Impact Level (IL) is a ranked classification used to describe the potential severity of adverse effects if a system, dataset, or business process is compromised, disrupted, or fails. In regulated manufacturing and industrial operations, IL is typically applied to information systems, production assets, and data that support safety, quality, regulatory, or contractual obligations.
Typical usage in regulated and industrial environments
Impact Levels are commonly used in cybersecurity, risk management, and business continuity planning. An IL scheme usually defines several ordered levels (for example, low, moderate, high) or numbered tiers. Each level corresponds to the expected impact on areas such as:
- Confidentiality of technical data, product designs, and controlled information
- Integrity of production records, quality data, MES/ERP transactions, and traceability data
- Availability of OT assets, MES, QMS, and supporting IT services needed to produce or maintain products
In practice, assigning an Impact Level helps organizations:
- Categorize systems like MES, ERP, QMS, PLM, or SCADA based on the consequences of failure or compromise
- Prioritize cybersecurity controls, monitoring, and incident response for higher-impact environments
- Inform backup, disaster recovery, and redundancy decisions for critical manufacturing and maintenance processes
- Support risk assessments that consider product quality, compliance exposure, and operational downtime
Examples relevant to manufacturing
- A production MES that records as-built genealogy for aerospace parts may be assigned a higher IL than a noncritical reporting tool, due to its role in traceability and regulatory evidence.
- A system storing controlled technical data for defense contracts can be placed at a higher IL because compromise could affect compliance and sensitive information.

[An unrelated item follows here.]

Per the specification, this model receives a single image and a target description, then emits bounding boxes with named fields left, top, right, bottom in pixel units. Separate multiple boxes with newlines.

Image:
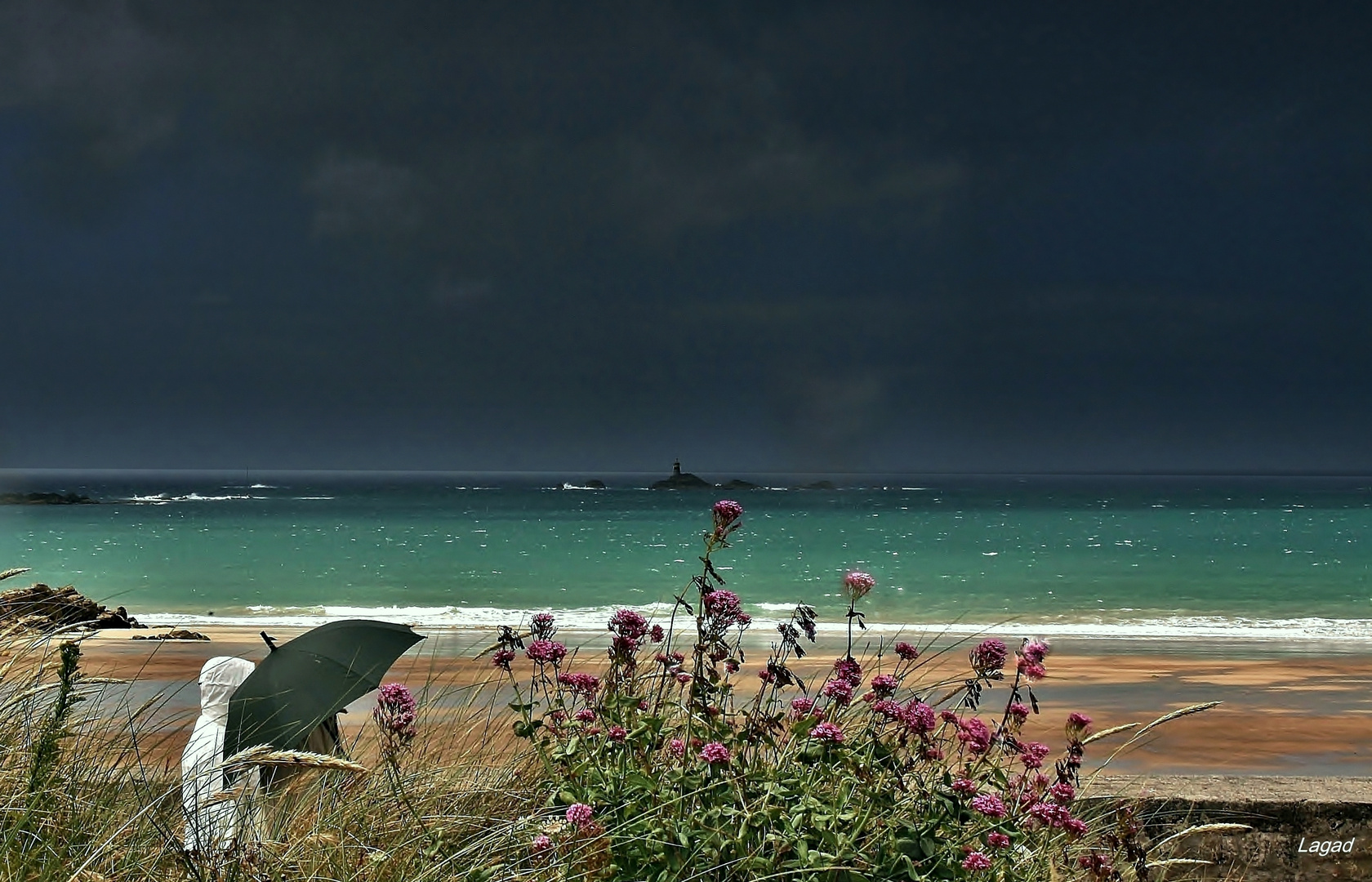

- A standalone training kiosk used for general reference may be assigned a lower IL if failure would not significantly affect safety, quality, or contractual obligations.
Relationship to cybersecurity and compliance frameworks
Different sectors and jurisdictions define Impact Levels in specific ways. For example:
- Information security standards often require classification of systems and data by impact before selecting controls.
- Government or defense programs may prescribe formal IL scales for handling certain categories of information or workloads.
In industrial and aerospace environments, IL classification is frequently aligned with broader cybersecurity, NIST-based, or sector-specific risk frameworks, but the exact level names, thresholds, and criteria vary by organization and regulator.
Common confusion
- Impact Level vs. Risk Level: Impact Level focuses on the consequence (how bad it would be if an event occurred), while risk level typically combines both impact and likelihood.
- Impact Level vs. Criticality: Criticality often reflects how essential an asset is to operations. A highly critical system usually has a high Impact Level, but criticality assessments can also consider factors like redundancy or manual workarounds.
- Impact Level vs. Data classification labels: Data labels (for example, public, internal, confidential) describe sensitivity and handling rules for information itself. IL usually looks at the broader effect on operations, safety, or compliance if that data or system is compromised.
Operational considerations
When defining or using Impact Levels in a manufacturing organization, teams typically:
- Define clear criteria for each IL that reference quality, safety, compliance, and production continuity
- Apply IL ratings during system design, vendor selection, and change control for MES, QMS, PLM, and OT assets
- Document IL decisions and link them to required controls, monitoring practices, and recovery objectives
Impact Levels are descriptive tools used to support consistent decision making in cybersecurity, system design, and operational risk management, rather than certifications or guarantees of compliance.